According to folk history, the…

…English word sincere comes from two Latin words: sine (without) and cera (wax). In the ancient world, dishonest merchants would use wax to hide defects, such as cracks, in their pottery so that they could sell their merchandise at a higher price. More reputable merchants would hang a sign over their pottery — sine cera (without wax) — to inform customers that their merchandise was genuine.1

I’m no etymological expert. But I have witnessed plenty of misleading marketing by mendacious merchants in my time. So the explanation seems plausible to me.  I mean, is there not a lot of “wax” hiding a lot of defects all around us?

But in all sincerity, I know this mainly because I know me. I am a clay jar (2 Corinthians 4:7). I am a clay jar that is quite flawed. And my sin nature is a mendacious marketing merchant. It does not want you or anyone else to see my defects. It wants to hide the defects behind a deceptive wax. It wants to sell you a better version of me than is real.
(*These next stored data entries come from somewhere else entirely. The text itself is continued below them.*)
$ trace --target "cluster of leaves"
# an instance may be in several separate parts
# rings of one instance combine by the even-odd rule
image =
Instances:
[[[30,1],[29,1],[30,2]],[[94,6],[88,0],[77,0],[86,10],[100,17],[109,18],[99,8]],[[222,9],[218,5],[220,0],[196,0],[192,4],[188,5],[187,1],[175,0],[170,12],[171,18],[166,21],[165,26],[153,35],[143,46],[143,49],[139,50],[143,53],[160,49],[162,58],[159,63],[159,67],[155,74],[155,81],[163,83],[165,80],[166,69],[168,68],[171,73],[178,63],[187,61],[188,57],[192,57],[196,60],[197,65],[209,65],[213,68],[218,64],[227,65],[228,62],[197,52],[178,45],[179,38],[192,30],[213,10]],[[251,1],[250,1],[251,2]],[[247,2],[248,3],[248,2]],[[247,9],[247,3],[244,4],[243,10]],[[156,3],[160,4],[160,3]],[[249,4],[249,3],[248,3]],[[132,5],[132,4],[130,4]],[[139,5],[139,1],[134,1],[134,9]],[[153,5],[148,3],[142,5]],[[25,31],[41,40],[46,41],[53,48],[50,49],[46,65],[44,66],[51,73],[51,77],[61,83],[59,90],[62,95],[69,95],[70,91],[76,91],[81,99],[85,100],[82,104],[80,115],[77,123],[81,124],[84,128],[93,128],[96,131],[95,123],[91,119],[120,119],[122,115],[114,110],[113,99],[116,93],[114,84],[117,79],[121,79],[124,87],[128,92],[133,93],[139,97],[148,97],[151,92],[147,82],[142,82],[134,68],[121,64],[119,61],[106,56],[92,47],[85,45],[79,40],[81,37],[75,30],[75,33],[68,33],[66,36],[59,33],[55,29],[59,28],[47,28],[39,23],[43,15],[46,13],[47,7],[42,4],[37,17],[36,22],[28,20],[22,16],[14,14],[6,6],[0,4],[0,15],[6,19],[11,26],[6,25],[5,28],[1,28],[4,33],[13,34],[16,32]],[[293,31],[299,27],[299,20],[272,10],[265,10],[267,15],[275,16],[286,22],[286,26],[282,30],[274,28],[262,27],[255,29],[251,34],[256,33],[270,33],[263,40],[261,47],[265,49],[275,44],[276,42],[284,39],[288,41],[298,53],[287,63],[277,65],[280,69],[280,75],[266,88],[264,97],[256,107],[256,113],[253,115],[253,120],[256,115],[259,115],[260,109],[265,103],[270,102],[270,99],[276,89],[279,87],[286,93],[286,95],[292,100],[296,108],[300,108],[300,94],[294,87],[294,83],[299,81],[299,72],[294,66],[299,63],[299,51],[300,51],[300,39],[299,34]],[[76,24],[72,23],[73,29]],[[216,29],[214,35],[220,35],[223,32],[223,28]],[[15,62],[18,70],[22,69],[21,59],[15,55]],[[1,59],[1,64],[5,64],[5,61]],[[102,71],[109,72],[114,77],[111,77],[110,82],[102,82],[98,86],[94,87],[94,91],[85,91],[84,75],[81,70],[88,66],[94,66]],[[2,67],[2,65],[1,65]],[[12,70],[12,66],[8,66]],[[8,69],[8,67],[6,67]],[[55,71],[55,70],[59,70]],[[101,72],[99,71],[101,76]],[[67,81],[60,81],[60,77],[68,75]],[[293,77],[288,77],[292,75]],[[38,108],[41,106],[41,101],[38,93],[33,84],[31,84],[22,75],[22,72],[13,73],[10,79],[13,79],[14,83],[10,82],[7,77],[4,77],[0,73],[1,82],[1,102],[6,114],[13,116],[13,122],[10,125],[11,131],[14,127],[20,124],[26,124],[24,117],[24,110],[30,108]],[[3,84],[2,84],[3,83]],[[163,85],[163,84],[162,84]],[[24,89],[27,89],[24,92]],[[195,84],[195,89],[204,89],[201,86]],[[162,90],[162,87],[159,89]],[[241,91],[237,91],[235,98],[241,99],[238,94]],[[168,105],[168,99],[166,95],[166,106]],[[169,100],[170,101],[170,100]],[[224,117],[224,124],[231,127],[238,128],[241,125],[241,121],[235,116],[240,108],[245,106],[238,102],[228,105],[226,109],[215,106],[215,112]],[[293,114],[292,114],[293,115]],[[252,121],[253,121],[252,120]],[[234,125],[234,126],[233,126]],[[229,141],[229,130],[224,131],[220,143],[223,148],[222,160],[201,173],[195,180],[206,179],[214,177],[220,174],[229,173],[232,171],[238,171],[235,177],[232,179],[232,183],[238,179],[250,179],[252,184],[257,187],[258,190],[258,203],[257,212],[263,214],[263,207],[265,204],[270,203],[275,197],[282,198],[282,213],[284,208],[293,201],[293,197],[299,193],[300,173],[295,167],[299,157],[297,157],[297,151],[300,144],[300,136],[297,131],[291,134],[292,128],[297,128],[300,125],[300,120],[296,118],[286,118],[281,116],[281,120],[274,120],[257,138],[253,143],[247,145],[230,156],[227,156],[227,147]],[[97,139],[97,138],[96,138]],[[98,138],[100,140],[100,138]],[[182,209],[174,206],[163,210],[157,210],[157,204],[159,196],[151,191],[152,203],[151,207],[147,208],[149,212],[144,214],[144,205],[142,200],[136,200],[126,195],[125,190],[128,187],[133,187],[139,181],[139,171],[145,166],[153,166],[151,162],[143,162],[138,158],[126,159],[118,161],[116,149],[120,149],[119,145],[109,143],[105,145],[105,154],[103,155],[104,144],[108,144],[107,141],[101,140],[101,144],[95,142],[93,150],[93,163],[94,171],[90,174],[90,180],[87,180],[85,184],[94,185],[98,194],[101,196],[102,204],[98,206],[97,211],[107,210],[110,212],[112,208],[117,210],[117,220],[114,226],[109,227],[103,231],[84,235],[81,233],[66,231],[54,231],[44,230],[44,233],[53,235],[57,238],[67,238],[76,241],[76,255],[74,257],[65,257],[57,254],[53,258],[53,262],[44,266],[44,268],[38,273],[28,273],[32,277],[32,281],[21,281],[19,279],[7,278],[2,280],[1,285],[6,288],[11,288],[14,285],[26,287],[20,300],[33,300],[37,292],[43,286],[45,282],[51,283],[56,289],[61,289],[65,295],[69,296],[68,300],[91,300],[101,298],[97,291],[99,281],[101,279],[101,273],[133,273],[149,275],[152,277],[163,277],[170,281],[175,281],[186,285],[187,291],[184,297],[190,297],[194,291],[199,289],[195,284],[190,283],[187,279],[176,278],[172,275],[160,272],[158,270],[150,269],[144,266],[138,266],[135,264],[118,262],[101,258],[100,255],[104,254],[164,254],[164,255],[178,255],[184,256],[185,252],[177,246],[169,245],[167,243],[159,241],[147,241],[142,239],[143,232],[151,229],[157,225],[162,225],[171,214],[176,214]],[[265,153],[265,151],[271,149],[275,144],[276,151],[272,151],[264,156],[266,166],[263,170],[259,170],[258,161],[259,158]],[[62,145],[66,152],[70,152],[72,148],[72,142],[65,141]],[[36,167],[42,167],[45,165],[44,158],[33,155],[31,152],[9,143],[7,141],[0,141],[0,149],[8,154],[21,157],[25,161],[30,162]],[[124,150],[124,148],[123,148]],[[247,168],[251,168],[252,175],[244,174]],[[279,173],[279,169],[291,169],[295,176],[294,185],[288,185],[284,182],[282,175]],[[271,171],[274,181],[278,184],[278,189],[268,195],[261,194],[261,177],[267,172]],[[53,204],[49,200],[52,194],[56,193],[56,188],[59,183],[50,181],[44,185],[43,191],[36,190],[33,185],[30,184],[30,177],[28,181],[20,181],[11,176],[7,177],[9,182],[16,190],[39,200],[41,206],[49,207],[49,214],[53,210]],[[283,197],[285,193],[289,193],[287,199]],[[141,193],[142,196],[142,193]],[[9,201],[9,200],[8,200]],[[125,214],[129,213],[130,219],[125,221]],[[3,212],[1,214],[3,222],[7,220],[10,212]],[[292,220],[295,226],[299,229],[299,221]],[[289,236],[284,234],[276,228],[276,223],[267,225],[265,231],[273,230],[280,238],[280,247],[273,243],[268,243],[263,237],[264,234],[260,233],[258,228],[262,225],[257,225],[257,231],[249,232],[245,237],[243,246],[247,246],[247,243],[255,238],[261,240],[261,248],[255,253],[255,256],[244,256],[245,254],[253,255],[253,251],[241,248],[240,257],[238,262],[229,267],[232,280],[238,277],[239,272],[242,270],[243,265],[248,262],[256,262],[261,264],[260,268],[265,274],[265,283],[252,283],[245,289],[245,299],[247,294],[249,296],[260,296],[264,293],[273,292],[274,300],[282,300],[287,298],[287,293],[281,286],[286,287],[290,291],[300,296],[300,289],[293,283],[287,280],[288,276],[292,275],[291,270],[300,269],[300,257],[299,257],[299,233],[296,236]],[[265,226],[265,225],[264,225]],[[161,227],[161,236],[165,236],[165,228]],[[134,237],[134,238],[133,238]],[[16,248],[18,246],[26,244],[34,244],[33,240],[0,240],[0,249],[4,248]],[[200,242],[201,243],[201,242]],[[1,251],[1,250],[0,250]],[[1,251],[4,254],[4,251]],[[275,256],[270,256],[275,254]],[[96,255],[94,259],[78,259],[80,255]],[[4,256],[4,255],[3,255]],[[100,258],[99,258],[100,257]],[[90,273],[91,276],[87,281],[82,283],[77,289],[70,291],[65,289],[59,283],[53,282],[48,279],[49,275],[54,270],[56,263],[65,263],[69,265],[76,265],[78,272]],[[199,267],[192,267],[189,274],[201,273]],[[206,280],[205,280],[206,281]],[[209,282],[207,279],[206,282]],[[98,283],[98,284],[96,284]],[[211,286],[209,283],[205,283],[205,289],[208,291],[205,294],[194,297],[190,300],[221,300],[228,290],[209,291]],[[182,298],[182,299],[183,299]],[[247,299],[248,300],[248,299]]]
Multiply me by seven billion and you get a real mess of a world. The serpent gave Eve the “wax treatment” in the Garden and we’ve been “waxing” our wares for each other ever since.

But Jesus came to transform selfish self-sellers like us into sincere lovers of others. He came to cleanse us dishonorable jars and transform us into honorable jars (2 Timothy 2:20–21). On the cross, as Jesus became sin for us (2 Corinthians 5:21), all wax was removed and our sin was revealed for what it really is: death and destruction. And then he took these sins away (1 John 3:5).

This means that Christians have nothing left to hide. We have no reason to wax ourselves to impress others. There is no one more impressive than Jesus. And he’s the one we want everyone else to see. Our sins are gone and our weaknesses serve to show how gloriously powerful Jesus is (2 Corinthians 12:9–10). Wax would simply cover up his glory.

So let’s live and love without wax today. Let us not listen to our marketing merchant sin nature. But instead, let’s seek to “do nothing from selfish ambition or conceit” (Philippians 2:3) and to love each other with a “sincere brotherly love” (1 Peter 1:22). Let us be real so that the reality of Jesus can be most clearly seen in us.


  1. Yuille, Stephen. "William Perkins on the Lord's Prayer." In Taking Hold of God: Reformed and Puritan Perspectives on Prayer, Joel R. Beeke and Brian G. Najapfour, 69–70. Grand Rapids, MI: Reformation Heritage Books, 2011.